Making the domestic problem into a foreign threat, it turns out, is a tactic echoed by other Republican stalwarts. In August, Florida Gov. Ron DeSantis (R) made the unusual analogy between opening the state’s schools and the Navy SEAL operation that killed Osama bin Laden. The comparison was meant to mobilize Floridians to enlist themselves in the fight against the coronavirus, as the nation did against terrorism, by sending their children back to school.
But Trump’s finger pointing at China emerged concomitantly with a wider misreading of the greater Asian battle against the virus. As they saw it gradually claim more victims in the winter, U.S. health experts advised to wear a mask only when infected. They largely dismissed the practice of Chinese and other Asian citizens who were mandated to wear coverings all the time. Americans were told that Asians wore masks in order to follow a group mentality and avoid stigmatization. The impetus was more cultural than scientific. “They” do it this way, while “we” do not. Even as Chinese health experts urged the United States and Europe in the spring to embrace mandatory masks, Western authorities recoiled at the notion. The real tragedy is to think of how many lives could have been saved had some of the foundational guidelines not been built by such ethnocentric biases.
In both blaming the Chinese and doubting their preventative measures, Americans created a double-edged pandemic sword that has cut its way through the fabric of the nation. The slicing has included an uptick of verbal and physical attacks against Asian Americans. Though the House of Representatives voted to condemn such verbiage and violence, the damage was already done. When taking a historical step back, these assaults fit within a history of racism against those of Asian origin. Today’s sentiment falls in the legacy of the 1882 Chinese Exclusion Act and its renewal in 1892 — the Geary Act — that required Chinese Americans to carry certificates of residence to prove they were in the United States lawfully. Fifty years later another chapter of “Yellow Peril” befell the country following the bombing of Pearl Harbor, which led to the internment of 120,000 Japanese nationals and Japanese Americans.
If we are to assign blame for the coronavirus elsewhere, we would do well to dust off our history books and reassess the origins of the influenza pandemic of 1918, which historians think might have begun in Kansas.

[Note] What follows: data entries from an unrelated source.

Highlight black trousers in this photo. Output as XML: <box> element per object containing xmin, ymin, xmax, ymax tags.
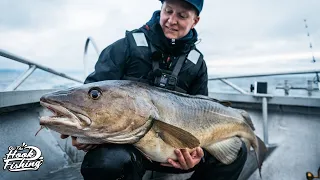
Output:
<box><xmin>81</xmin><ymin>143</ymin><xmax>247</xmax><ymax>180</ymax></box>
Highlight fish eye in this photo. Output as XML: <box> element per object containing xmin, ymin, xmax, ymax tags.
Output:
<box><xmin>89</xmin><ymin>88</ymin><xmax>102</xmax><ymax>100</ymax></box>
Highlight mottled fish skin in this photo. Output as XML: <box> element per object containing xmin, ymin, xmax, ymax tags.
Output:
<box><xmin>40</xmin><ymin>80</ymin><xmax>266</xmax><ymax>173</ymax></box>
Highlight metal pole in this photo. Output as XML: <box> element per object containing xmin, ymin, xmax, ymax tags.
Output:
<box><xmin>83</xmin><ymin>37</ymin><xmax>100</xmax><ymax>78</ymax></box>
<box><xmin>220</xmin><ymin>79</ymin><xmax>249</xmax><ymax>94</ymax></box>
<box><xmin>5</xmin><ymin>65</ymin><xmax>37</xmax><ymax>91</ymax></box>
<box><xmin>262</xmin><ymin>97</ymin><xmax>269</xmax><ymax>145</ymax></box>
<box><xmin>0</xmin><ymin>49</ymin><xmax>83</xmax><ymax>83</ymax></box>
<box><xmin>209</xmin><ymin>69</ymin><xmax>320</xmax><ymax>81</ymax></box>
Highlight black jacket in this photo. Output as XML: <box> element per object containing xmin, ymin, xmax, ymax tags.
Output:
<box><xmin>85</xmin><ymin>14</ymin><xmax>208</xmax><ymax>95</ymax></box>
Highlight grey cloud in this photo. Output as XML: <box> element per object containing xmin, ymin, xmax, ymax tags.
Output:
<box><xmin>0</xmin><ymin>0</ymin><xmax>64</xmax><ymax>30</ymax></box>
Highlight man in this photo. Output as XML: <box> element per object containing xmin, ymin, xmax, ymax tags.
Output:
<box><xmin>62</xmin><ymin>0</ymin><xmax>247</xmax><ymax>180</ymax></box>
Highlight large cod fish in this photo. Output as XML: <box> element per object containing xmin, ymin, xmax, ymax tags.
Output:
<box><xmin>40</xmin><ymin>80</ymin><xmax>266</xmax><ymax>173</ymax></box>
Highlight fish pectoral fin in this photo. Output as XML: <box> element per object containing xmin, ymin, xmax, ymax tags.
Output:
<box><xmin>204</xmin><ymin>137</ymin><xmax>242</xmax><ymax>164</ymax></box>
<box><xmin>77</xmin><ymin>137</ymin><xmax>103</xmax><ymax>144</ymax></box>
<box><xmin>153</xmin><ymin>120</ymin><xmax>200</xmax><ymax>149</ymax></box>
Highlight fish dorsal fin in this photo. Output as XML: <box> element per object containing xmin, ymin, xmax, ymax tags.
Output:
<box><xmin>204</xmin><ymin>137</ymin><xmax>242</xmax><ymax>164</ymax></box>
<box><xmin>153</xmin><ymin>120</ymin><xmax>200</xmax><ymax>149</ymax></box>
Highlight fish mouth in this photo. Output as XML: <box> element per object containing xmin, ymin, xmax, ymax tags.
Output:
<box><xmin>40</xmin><ymin>101</ymin><xmax>92</xmax><ymax>126</ymax></box>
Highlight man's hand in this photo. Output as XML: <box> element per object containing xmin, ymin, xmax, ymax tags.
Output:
<box><xmin>60</xmin><ymin>134</ymin><xmax>98</xmax><ymax>152</ymax></box>
<box><xmin>161</xmin><ymin>147</ymin><xmax>204</xmax><ymax>170</ymax></box>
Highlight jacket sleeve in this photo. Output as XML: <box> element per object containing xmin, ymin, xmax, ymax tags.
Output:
<box><xmin>84</xmin><ymin>38</ymin><xmax>129</xmax><ymax>84</ymax></box>
<box><xmin>189</xmin><ymin>60</ymin><xmax>208</xmax><ymax>96</ymax></box>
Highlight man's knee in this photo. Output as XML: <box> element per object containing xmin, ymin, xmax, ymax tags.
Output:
<box><xmin>81</xmin><ymin>144</ymin><xmax>142</xmax><ymax>180</ymax></box>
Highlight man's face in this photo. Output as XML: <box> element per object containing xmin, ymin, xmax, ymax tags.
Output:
<box><xmin>160</xmin><ymin>0</ymin><xmax>200</xmax><ymax>39</ymax></box>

If true, however, it is highly unlikely that the Spanish Flu will take on a Kansas or American appellation.
Eventually, the United States caught up with Asia in requiring mask wearing and social distancing, though far too many still flout these stipulations to disastrous ends. We’re still waiting for election results, and regardless of who wins, Trump will be known as having been bested by the pandemic. Given his statements through his campaign, one can only expect that a Biden victory would bring a different governmental approach to the pandemic. But more than that, it could bring back a discourse of racial tolerance and global community building in the White House, which as the coronavirus has shown, are necessary for survival.